Penyebrangan

Strategi Atasi Krisis Penyeberangan Ketapang-Gilimanuk

Strategi Atasi Krisis Penyeberangan Ketapang-Gilimanuk
Strategi Atasi Krisis Penyeberangan Ketapang-Gilimanuk

JAKARTA - Di tengah dampak signifikan akibat insiden tenggelamnya KMP Tunu Pratama Jaya, sektor transportasi penyeberangan nasional menghadapi tantangan besar yang tak hanya menyangkut keselamatan pelayaran, tetapi juga kelancaran distribusi logistik. Ketegangan yang timbul di jalur penyeberangan Ketapang–Gilimanuk menjadi perhatian serius, khususnya bagi Gabungan Pengusaha Angkutan Sungai, Danau dan Penyeberangan (Gapasdap). Organisasi ini menilai perlu ada respons menyeluruh yang tidak hanya berfokus pada aspek pengawasan teknis, melainkan juga koordinasi lintas sektor yang solid dan kebijakan operasional yang berorientasi pada solusi.
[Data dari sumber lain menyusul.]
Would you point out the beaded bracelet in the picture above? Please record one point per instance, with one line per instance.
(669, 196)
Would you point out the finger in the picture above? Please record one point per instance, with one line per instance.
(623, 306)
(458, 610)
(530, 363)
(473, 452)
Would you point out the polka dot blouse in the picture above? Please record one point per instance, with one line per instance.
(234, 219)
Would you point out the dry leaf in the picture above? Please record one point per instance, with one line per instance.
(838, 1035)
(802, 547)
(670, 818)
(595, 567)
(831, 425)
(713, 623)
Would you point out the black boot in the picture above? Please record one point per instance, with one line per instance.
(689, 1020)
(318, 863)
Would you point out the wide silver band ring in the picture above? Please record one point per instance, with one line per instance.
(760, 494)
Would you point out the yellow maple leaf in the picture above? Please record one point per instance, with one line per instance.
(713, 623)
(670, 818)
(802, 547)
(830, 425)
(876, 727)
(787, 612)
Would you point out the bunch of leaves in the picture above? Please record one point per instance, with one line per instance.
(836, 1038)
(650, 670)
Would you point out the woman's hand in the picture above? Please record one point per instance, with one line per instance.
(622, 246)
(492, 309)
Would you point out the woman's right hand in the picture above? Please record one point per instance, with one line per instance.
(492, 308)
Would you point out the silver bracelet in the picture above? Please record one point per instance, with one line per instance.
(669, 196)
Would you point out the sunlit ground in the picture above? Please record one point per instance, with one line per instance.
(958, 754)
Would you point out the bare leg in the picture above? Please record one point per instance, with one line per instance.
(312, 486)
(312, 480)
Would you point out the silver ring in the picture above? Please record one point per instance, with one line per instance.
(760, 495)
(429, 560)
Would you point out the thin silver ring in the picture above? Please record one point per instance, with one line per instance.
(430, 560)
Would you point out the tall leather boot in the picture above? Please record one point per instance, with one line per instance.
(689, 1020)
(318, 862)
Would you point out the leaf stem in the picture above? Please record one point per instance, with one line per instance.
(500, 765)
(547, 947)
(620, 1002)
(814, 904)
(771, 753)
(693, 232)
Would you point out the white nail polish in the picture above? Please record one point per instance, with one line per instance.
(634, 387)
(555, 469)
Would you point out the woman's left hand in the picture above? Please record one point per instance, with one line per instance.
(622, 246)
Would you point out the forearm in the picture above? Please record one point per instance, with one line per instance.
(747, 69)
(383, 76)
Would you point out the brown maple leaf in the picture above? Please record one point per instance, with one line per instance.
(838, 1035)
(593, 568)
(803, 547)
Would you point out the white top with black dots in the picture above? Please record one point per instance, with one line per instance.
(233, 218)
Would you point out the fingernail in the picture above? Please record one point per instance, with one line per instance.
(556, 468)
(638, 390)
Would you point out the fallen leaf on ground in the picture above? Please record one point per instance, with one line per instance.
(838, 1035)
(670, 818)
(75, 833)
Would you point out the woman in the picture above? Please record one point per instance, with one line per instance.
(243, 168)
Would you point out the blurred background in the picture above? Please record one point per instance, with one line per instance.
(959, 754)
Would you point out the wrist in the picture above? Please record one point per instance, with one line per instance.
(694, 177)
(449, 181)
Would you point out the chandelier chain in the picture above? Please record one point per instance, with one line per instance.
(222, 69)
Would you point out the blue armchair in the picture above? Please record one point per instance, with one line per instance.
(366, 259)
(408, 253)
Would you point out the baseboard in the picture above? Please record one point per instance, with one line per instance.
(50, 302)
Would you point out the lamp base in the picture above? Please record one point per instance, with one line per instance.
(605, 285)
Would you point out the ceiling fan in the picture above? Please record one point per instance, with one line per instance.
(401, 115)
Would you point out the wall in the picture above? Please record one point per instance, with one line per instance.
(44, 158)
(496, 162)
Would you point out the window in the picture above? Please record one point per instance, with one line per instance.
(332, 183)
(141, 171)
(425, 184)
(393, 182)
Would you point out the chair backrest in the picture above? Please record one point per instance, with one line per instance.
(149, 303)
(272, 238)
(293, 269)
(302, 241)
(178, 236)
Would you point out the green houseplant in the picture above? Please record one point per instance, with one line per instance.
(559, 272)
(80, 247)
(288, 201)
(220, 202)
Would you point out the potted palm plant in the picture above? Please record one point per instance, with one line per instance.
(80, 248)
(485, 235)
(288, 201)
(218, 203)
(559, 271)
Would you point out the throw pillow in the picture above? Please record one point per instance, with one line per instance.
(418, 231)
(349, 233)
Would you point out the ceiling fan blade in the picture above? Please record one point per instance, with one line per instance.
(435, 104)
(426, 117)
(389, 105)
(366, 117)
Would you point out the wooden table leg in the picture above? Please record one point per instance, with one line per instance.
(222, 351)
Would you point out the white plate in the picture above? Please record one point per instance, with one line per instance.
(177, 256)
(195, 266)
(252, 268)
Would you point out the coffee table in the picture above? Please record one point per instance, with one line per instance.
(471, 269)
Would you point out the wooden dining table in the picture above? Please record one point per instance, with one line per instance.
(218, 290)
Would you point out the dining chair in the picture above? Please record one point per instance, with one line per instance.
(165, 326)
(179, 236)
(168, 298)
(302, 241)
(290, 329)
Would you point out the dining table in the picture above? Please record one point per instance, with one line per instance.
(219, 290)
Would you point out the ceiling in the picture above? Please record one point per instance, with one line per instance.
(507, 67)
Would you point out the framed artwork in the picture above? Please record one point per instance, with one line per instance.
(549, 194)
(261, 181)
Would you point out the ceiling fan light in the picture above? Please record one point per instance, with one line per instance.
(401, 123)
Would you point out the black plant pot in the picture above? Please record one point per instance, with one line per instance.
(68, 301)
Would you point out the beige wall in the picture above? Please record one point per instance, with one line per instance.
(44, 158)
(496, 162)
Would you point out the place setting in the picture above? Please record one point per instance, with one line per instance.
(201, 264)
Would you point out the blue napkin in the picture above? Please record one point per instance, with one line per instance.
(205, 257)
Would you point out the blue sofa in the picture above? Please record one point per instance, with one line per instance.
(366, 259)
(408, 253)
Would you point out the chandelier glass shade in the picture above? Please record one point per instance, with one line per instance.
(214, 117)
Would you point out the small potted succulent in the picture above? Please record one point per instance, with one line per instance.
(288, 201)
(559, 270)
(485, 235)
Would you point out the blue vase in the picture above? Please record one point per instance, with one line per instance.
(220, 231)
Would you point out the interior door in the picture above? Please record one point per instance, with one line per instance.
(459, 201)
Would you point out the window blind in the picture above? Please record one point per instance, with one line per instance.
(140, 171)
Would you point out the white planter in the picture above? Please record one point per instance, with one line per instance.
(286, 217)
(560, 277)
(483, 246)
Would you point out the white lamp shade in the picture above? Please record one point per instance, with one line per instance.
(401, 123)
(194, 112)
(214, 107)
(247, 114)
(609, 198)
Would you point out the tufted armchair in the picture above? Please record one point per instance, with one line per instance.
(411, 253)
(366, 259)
Ketua Umum Gapasdap, Khoiri Soetomo, menyatakan bahwa pendekatan darurat yang diberlakukan usai insiden tersebut, seperti ramp check serentak, pembatasan muatan, serta kehati-hatian ekstrem dalam penerbitan Surat Persetujuan Berlayar (SPB), meskipun dimaksudkan untuk menjamin keselamatan, justru berdampak pada terganggunya arus logistik secara masif.

“Antrian itu menimbulkan kerugian ekonomi signifikan dan tekanan publik yang tinggi,” ujarnya dalam siaran pers.

Antrean kendaraan logistik di sisi Ketapang disebut telah mencapai lebih dari 30 kilometer, bahkan meluas hingga ke Waduk Sidodadi di kawasan Hutan Baluran, Situbondo. Kondisi tersebut memperlihatkan betapa kompleksnya tantangan di lapangan ketika penegakan keselamatan tidak diimbangi dengan kesiapan sarana dan koordinasi antarinstansi.

Khoiri menekankan bahwa keselamatan pelayaran adalah harga mati. Namun, dalam kondisi seperti sekarang, langkah penanganan darurat seharusnya dilakukan dengan cara yang tidak justru menciptakan krisis baru. Menurutnya, Indonesia membutuhkan solusi yang tidak hanya bersifat reaktif, tetapi juga berani dan komprehensif.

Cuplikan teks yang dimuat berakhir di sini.